JERUSALEM - Israeli troops and tanks invaded the Hamas-ruled Gaza Strip late yesterday after eight days of punishing airstrikes failed to halt the militant Palestinian group's rocket fire into Israel.
Gunbattles could be heard from Gaza City as artillery rounds lighted the night sky. Columns of tanks and infantry, backed by helicopter gunships, pushed nearly half a mile into the territory from three directions.
Israeli officials said that they expected a lengthy battle but that they did not intend to occupy Gaza.
"This will not be easy, and it will not be short," Israeli Defense Minister Ehud Barak said.
Hamas issued a defiant statement, saying Gaza would "become a graveyard" for Israeli soldiers.
Army ambulances were seen bringing Israeli wounded to a hospital in the southern Israeli city of Beersheba. The military said a total of 30 soldiers were injured in the opening hours of the offensive along with "dozens" of militants.
Gaza residents said troops were seen before dawn today in the town of Beit Lahiya, north of Gaza City, and the sound of intense fighting could be heard just east of the city, toward the border with Israel.
In the city itself, the Hamas-run Al Aqsa radio station was in flames from a missile strike. Staff had evacuated the building about a week earlier, at the start of the Israeli offensive, and continued broadcasting from another location.

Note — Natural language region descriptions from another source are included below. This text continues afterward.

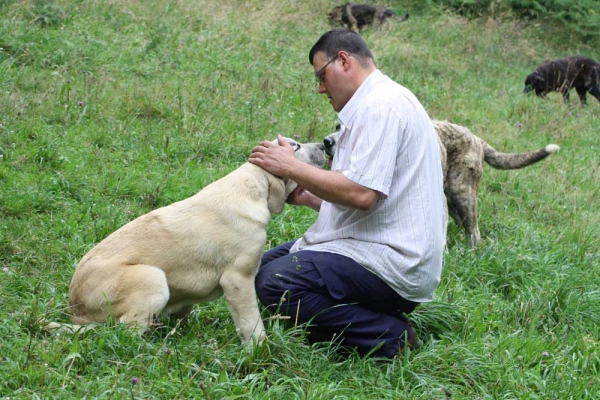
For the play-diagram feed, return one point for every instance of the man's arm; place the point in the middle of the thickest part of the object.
(331, 186)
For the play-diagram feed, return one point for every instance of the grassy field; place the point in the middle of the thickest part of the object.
(111, 108)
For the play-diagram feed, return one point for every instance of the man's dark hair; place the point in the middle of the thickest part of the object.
(337, 40)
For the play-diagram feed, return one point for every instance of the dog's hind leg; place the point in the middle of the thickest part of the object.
(143, 293)
(594, 91)
(581, 91)
(464, 213)
(240, 294)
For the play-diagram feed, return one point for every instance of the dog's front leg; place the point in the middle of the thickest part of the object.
(240, 294)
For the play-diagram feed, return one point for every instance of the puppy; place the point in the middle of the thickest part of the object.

The ground offensive, involving thousands of soldiers, was aimed primarily at Hamas rocket-launching facilities, Israeli officials said. Some of those sites are in open fields, but many are hidden across Gaza in densely populated areas and are difficult to pinpoint from the air.
In choosing to strike from the ground as well as the air, Israel undertook two risks: Its army could get bogged down, surrounded in a messy fight with a paramilitary foe, and Palestinian civilian casualties could rise sharply, raising international pressure on Israel to halt the operation.
Israel's airstrikes have already taken a heavy civilian toll. A missile demolished part of a mosque yesterday in Beit Lahiya during late afternoon prayers, killing 13 people and wounding 33 others inside, a Palestinian medical official reported. Two of the dead were children, he said.
The airstrikes began Dec. 27, a week after Hamas let an Egypt-brokered truce lapse. The six-month cease-fire had begun to break down in November.